The poppunk_clusters
folder will now contain all of the files of a reference
database listed above, except for the model. You can use --model-dir
to target
this for future assignment, or copy it over yourself. Alternatively, if you run
with the same --output
folder as --ref-db
, adding --overwrite
, the original
input folder will contain the updated database containing everything needed.
Note
This mode can take longer to run with large numbers of input query genomes,
as it will calculate all \(Q^2\) query-query distances, rather than
just those found in novel query clusters. Furthermore, you may observe query genomes previously
assigned to novel clusters without --update-db
being assigned to existing clusters when using
this option. This is expected behaviour, and is a manifestation of cluster merging, whereby the comparison
of all database genomes to queries, not just references, enables queries to be assigned to existing clusters.

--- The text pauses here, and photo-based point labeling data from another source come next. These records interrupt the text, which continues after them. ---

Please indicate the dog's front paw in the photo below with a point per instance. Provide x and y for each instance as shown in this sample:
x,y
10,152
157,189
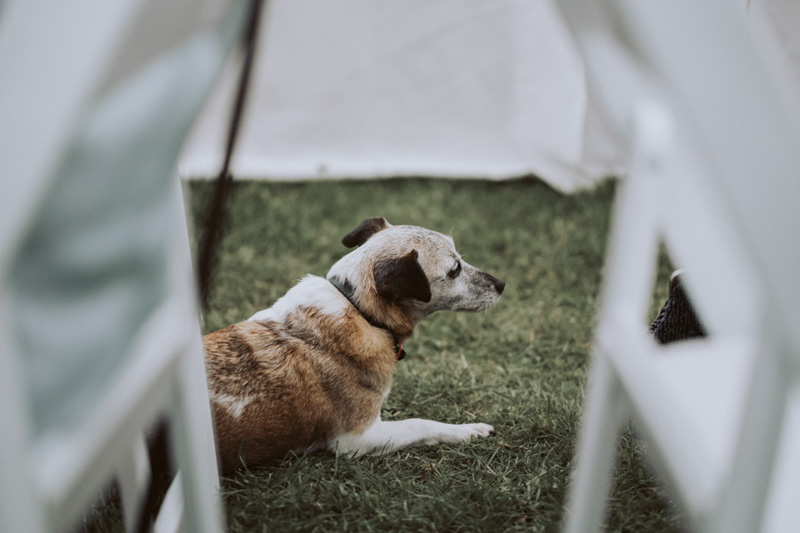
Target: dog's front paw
x,y
464,432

See Troubleshooting for more details.
Visualising results¶
If you wish to produce visualisations from query assignment results the best
way to do this is to run with --update-db
, and then run poppunk_visualise
on the output directory, as if visualising a full reference fit.
However, it is possible to run directly on the outputs by adding a --ref-db
as used in the assign command, and a --query-db
which points to the --output
directory used in the assign command. In this mode isolates will be annotated
depending on whether they were a query or reference input.
Warning
Without --update-db
, visualisation is required to recalculate all query-query distances
each time it is called. If your query set is large and you want repeated visualisations,
run poppunk_assign
with --update-db
.
See Creating visualisations for more details.